This indicates that the ``to-file`` stage cannot accept the input type of `morpheus.pipeline.messages.MultiMessage`.
This is because the ``to-file`` stage has no idea how to write that class to a file, it only knows how to write instances of `morpheus.messages.message_meta.MessageMeta`. To ensure you have a valid pipeline, examine the `Accepted input types: (<class 'morpheus.messages.message_meta.MessageMeta'>,)` portion of the message. This indicates you need a stage that converts from the output type of the `deserialize` stage, `MultiMessage`, to `MessageMeta`, which is exactly what the `serialize` stage does.

### Kafka Source Example
The above example essentially just copies a file. However it is an important to note that most Morpheus pipelines are similar in structure, in that they begin with a source stage (`from-file`) followed by a `deserialize` stage, end with a `serialize` stage followed by a sink stage (`to-file`), with the actual training or inference logic occurring in between.

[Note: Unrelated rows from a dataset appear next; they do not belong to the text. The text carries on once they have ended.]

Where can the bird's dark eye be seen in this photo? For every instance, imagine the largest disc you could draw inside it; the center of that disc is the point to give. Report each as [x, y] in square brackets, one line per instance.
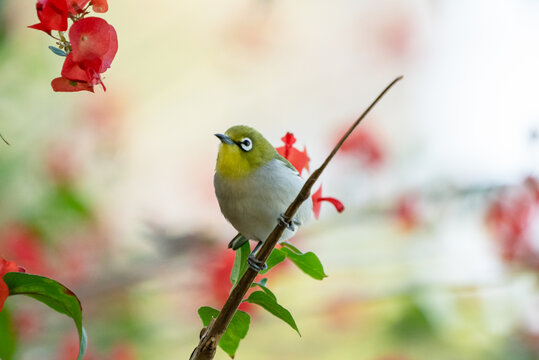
[246, 144]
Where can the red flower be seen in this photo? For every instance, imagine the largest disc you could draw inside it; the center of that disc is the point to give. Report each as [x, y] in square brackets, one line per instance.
[21, 244]
[298, 159]
[317, 202]
[5, 267]
[52, 15]
[512, 217]
[94, 44]
[365, 146]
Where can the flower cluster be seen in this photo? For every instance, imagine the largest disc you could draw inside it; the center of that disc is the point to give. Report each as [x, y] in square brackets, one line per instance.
[300, 161]
[90, 46]
[513, 218]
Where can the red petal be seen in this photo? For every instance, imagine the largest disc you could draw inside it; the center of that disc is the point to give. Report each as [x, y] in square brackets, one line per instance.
[100, 5]
[366, 146]
[5, 267]
[299, 159]
[113, 48]
[52, 15]
[93, 41]
[72, 70]
[317, 202]
[66, 85]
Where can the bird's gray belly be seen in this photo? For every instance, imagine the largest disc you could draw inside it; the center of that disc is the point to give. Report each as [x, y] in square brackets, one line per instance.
[253, 205]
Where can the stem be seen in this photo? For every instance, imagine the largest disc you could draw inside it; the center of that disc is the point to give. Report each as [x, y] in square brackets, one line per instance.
[1, 137]
[208, 341]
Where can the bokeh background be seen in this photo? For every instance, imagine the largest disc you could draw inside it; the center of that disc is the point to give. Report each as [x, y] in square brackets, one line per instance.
[437, 253]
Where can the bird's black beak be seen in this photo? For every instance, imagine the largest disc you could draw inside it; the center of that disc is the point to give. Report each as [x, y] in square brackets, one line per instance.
[224, 139]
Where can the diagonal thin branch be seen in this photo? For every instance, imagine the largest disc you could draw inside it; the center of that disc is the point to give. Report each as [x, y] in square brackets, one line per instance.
[1, 137]
[208, 342]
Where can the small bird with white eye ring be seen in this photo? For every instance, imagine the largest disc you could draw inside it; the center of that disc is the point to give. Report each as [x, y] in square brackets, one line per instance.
[254, 185]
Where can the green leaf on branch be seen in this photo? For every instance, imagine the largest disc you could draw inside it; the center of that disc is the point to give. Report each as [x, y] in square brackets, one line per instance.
[240, 263]
[262, 285]
[270, 304]
[8, 338]
[236, 330]
[51, 293]
[276, 257]
[309, 263]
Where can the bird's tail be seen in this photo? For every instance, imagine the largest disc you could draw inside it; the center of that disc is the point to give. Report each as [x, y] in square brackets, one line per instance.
[237, 242]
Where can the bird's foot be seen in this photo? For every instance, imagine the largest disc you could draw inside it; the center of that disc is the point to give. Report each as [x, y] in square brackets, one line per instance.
[256, 264]
[289, 224]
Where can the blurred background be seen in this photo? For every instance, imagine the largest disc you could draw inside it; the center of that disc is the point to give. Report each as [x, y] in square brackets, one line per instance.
[436, 255]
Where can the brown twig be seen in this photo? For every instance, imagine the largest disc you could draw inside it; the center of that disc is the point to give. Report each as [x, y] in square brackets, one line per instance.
[208, 342]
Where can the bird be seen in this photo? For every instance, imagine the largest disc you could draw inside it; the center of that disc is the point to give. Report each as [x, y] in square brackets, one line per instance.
[254, 185]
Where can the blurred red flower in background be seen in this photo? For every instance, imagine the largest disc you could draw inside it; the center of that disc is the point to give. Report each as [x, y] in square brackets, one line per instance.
[52, 15]
[513, 217]
[94, 44]
[364, 145]
[5, 267]
[317, 202]
[21, 244]
[298, 159]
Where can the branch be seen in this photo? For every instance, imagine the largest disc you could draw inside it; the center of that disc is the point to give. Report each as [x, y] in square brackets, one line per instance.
[1, 137]
[209, 340]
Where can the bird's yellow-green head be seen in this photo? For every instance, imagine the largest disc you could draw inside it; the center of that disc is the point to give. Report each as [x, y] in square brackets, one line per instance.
[242, 151]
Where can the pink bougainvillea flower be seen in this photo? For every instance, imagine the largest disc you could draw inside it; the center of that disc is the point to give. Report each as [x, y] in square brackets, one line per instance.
[94, 44]
[5, 267]
[52, 15]
[297, 158]
[100, 5]
[76, 6]
[317, 202]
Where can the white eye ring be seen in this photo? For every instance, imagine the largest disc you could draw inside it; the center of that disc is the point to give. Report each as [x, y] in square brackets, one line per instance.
[246, 144]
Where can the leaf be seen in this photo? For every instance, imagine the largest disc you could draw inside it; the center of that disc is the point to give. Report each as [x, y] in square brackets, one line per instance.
[270, 304]
[262, 285]
[4, 140]
[240, 263]
[57, 51]
[236, 330]
[308, 263]
[276, 257]
[51, 293]
[8, 340]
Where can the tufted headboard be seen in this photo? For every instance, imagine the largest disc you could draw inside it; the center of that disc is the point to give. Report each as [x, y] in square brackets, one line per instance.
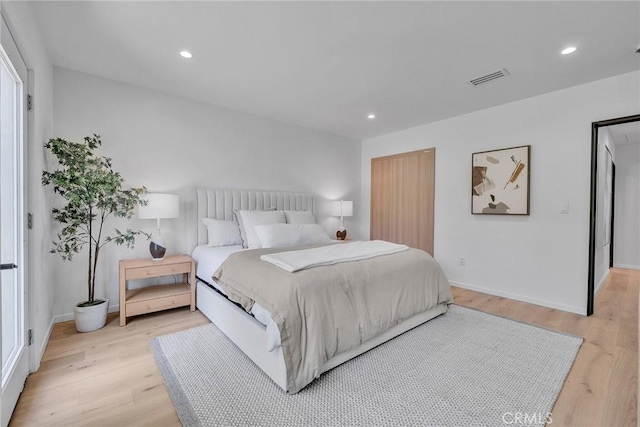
[219, 204]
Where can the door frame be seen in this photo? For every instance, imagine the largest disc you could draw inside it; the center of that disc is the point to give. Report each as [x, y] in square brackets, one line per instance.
[595, 126]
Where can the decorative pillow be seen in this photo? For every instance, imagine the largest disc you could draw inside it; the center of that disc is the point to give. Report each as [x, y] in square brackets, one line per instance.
[222, 233]
[248, 219]
[288, 235]
[299, 217]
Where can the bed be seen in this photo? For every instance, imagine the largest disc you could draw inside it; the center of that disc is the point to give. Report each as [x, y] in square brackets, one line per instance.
[254, 334]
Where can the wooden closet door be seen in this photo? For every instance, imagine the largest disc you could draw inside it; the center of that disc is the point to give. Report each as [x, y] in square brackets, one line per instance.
[402, 198]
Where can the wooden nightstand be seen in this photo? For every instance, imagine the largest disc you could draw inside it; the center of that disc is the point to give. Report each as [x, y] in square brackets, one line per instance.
[160, 297]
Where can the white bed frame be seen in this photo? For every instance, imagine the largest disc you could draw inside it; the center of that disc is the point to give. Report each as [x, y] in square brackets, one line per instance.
[245, 331]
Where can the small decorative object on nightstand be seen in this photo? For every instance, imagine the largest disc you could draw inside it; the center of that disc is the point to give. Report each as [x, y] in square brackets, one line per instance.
[160, 297]
[341, 208]
[159, 206]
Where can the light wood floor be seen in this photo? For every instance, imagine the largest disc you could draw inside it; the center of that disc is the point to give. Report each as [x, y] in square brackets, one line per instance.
[109, 377]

We could also easily swap out the source or sink stages in the above example without any impact to the pipeline as a whole. For example, to read from a Kafka topic, simply replace the `from-file` stage with `from-kafka`:

> **Note**: This assumes a Kafka broker running on the localhost listening to port 9092. For testing Morpheus with Kafka refer to the [Quick Launch Kafka Cluster](../../docs/source/developer_guide/contributing.md#quick-launch-kafka-cluster) section of [contributing.md](../../docs/source/developer_guide/contributing.md) following steps 1-6 and then replace port `9092` with the port your Kafka instance is listening on.
dagardner-nv marked this conversation as resolved.
Show resolved Hide resolved

```bash
morpheus --log_level=DEBUG run pipeline-nlp \
from-kafka --input_topic test_pcap --bootstrap_servers localhost:9092 \
deserialize \
serialize \
to-file --filename .tmp/temp_out.json
```

## Available Stages
For a complete list of available stages, use the CLI help commands. The available stages can also be queried from the CLI using ``morpheus run pipeline-nlp --help`` or ``morpheus run pipeline-fil --help``.

## Basic Usage Examples

### Remove Fields from JSON Objects
This example will only copy the fields 'timestamp', 'src_ip' and 'dest_ip' from `examples/data/pcap_dump.jsonlines` to
`out.jsonlines`.

![../img/remove_fields_from_json_objects.png](../img/remove_fields_from_json_objects.png)

```bash
morpheus run pipeline-nlp --viz_file=.tmp/remove_fields_from_json_objects.png \
from-file --filename examples/data/pcap_dump.jsonlines \
deserialize \
serialize --include 'timestamp' --include 'src_ip' --include 'dest_ip' \
to-file --overwrite --filename out.jsonlines
```

### Monitor Throughput

This example will report the throughput on the command line.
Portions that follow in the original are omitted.